What to do and when to Prune for Heat Damage on Garden Shrubs

Leaf scorch and leaf drop symptoms as a result of the late June scorching temperatures are continuing to appear on many garden shrubs and small trees.  Discrete areas of leaf scorch and twig dieback may continue to show up where the sun beat down like a laser beam, burning the life out of those tissues.  Seeing these symptoms can make it tempting to clean them up right away.  But there is more to consider before you head out to the garden with pruners in hand:

Relieve moisture stress first

Overall drought stress symptoms may show up in the yellowing and shedding of interior foliage. Check soil moisture and give affected plants in dry ground a slow deep soak (at least several inches).  Use a trowel to inspect moisture penetration.  Use a wetting agent if the soil has become water repellant. Products like Soil Moist Water Aide, Yucca Wet, or a little bit of mild castile soap mixed in a watering can work like magic to pre-moisten really dry ground ahead of regular watering.  Evening and early morning hours are good times to water for optimal rehydration of water-deficient plants.  Watering deeply and infrequently will give plants greater drought resilience than shallow sprinkling every day or two.

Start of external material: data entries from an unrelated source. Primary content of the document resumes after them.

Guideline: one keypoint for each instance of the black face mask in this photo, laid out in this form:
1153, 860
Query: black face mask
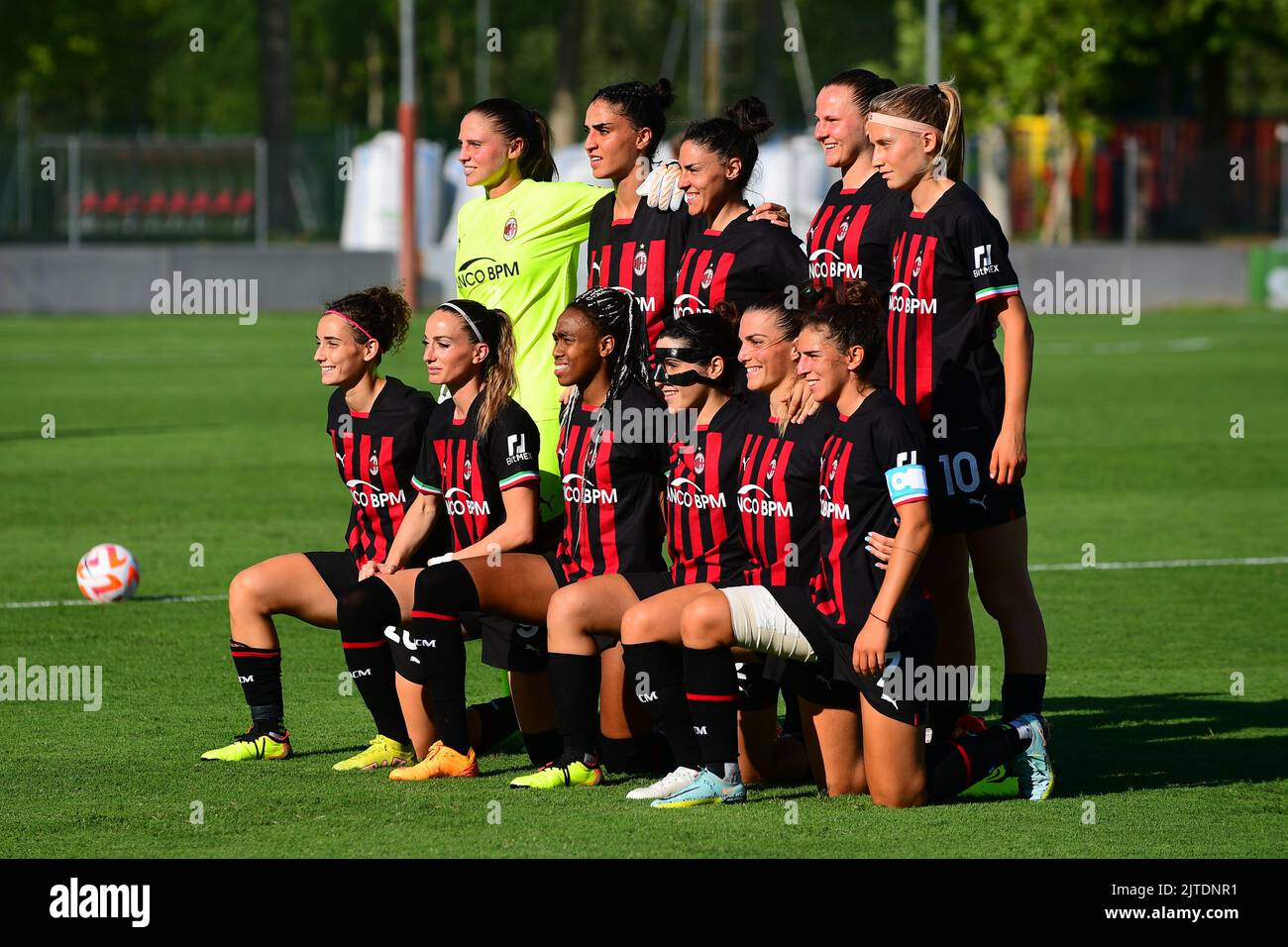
686, 377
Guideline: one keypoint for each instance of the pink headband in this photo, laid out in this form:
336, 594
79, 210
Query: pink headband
907, 124
336, 312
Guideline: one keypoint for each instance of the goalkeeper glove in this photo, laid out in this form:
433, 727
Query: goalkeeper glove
661, 188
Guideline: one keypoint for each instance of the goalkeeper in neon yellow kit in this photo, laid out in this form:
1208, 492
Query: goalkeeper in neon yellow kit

Wait and see what happens to stems with brown leaves

Leaves with too much damage to function will be shed and well-hydrated plants are likely to put on replacement growth. Leaves with smaller areas of damage will continue to provide energy needed for new growth.  Accept some imperfection in appearance and don't be too hasty to dive into pruning where there are discolored leaves.  Wait a few weeks to see what has died and where renewed growth has begun.   Keep up periodic watering, but don't fertilize at this time.

Remove clearly dead branches

If the stems have shriveled and there's no sign of bright green cambium showing when you scratch through the bark, those dead and near dead branches can be removed.  Place cuts back to a natural point of attachment at healthy wood as for routine pruning to natural form.

Avoid pruning shrubs that are wilted or show other drought stress symptoms

As with all summer pruning, make sure plants are well hydrated beforehand, prune lightly, and be aware that exposing previously shaded foliage can make them susceptible to scorch. Avoid pruning in hot direct sun and/or on high temperature days to prevent heat stress to plants and gardeners alike.